Winning votes in Ontario by campaigning in separatist Quebec

JONQUIERE, Que. – At first blush, you would think that Stephen Harper had ventured into electoral no-man’s land when his plane landed this afternoon at CFB Bagotville, near Jonquiere, in the Saguenay region of the province, northeast of Quebec City. He arrived here to talk about how he would beef up the base here and boost the military in Quebec more generally. Still, it’s hard to see how that will help him elect a Conservative here.

In 2004, the poor Tory candidate here, Gilles Lavoie, finished well up the track with just 2,217 votes — less than five per cent of all votes cast.

Sebastien GagnonThe winner — and incumbent here in the federal riding of Jonquiere-Alma — is Sebastien Gagnon, (left), first elected in 2002 and trying for this third straight win. Given the current love affair that all of Quebec has with all things Bloc Quebecois, it seems an easy prediction to make that Gagnon is a heavy favourite here. He garnered 55 per cent of the vote here last year, besting his nearest challenger, the Liberal, by nearly 12,000 votes.

The riding is in a part of Quebec that has heavy separatist sentiments. In 1995, the 100,000 or so people here — more than 80 per cent of whom speak only French — voted 71 per cent in favour of sovereignty in the referendum of that year.

So why should Stephen Harper campaign here when there are so many other ridings he might better spend his time where a candidate has a decent shot of winning?

Senator Marjory LeBreton — she is travelling with Harper campaign to answer just these sorts of questions — says it’s not a given that this riding is a lost cause. The Conservative candidate is Jean-Pierre Blackburn, who represented this part of Canada as a Conservative MP in the 1980s during the Mulroney years. So, in Sen. LeBreton’s view, M. Blackburn has some of the advantages of the incumbent when it comes to name recognition.

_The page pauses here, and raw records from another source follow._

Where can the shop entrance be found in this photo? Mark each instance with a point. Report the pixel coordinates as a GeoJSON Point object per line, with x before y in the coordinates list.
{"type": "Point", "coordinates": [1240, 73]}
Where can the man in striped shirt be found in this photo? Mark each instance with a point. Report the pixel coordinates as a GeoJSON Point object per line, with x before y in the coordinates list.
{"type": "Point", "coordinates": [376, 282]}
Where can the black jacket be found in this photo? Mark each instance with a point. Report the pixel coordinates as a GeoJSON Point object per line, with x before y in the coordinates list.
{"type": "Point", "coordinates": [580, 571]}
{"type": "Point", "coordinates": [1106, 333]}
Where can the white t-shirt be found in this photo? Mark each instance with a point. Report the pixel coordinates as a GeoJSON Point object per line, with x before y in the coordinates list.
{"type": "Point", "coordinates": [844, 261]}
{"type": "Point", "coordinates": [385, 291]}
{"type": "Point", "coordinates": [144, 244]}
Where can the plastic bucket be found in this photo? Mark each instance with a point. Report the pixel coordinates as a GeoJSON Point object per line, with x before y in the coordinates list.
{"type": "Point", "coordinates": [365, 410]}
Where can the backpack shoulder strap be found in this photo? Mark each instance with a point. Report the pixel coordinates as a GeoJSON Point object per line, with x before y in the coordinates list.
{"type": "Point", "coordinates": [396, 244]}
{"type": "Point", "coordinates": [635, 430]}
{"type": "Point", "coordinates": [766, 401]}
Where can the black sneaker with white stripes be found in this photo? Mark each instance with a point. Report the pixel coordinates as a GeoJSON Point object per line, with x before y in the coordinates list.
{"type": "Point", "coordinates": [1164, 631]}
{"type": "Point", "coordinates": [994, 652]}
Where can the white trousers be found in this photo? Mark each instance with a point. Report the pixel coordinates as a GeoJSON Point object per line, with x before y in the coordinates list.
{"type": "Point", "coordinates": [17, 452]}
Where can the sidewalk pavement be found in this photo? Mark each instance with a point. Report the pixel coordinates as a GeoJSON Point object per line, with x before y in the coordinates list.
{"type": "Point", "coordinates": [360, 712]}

Secondly, Conservative strategists believe that, if they are to knock off the Liberals, they must be seen by voters in all parts of the country but particularly in Ontario as a credible federalist alternative in Quebec. Coming into Quebec, getting some French press, and speaking, as Mr. Harper does, about how he is the heir to Rene Levesque when it comes to cleaning up government and election finance laws gives the Conservatives the kind of legitimacy in this province they lacked during Stockwell Day’s leadership. Mind you — for all that, it will be a significant achievement if they win three seats here and they can still form a minority government without winning any.

That said Quebec has strategic value for Conservatives. As Sen. LeBreton pointed out, some voters in Ontario are influenced in their voting patterns by which way the wind is blowing in Quebec. Similarly, Quebecers have been known to jump on an Ontario bandwagon, that is if Quebeckers see Ontario is about to vote in a Conservative government, Quebeckers may decide to send a few Conservative MPs of their own to Ottawa if only to sit at the cabinet table.

It’s a difficult thing to explain, this strange symbiosis of Ontario and Quebec voters, but it’s one that both federalist parties believe in.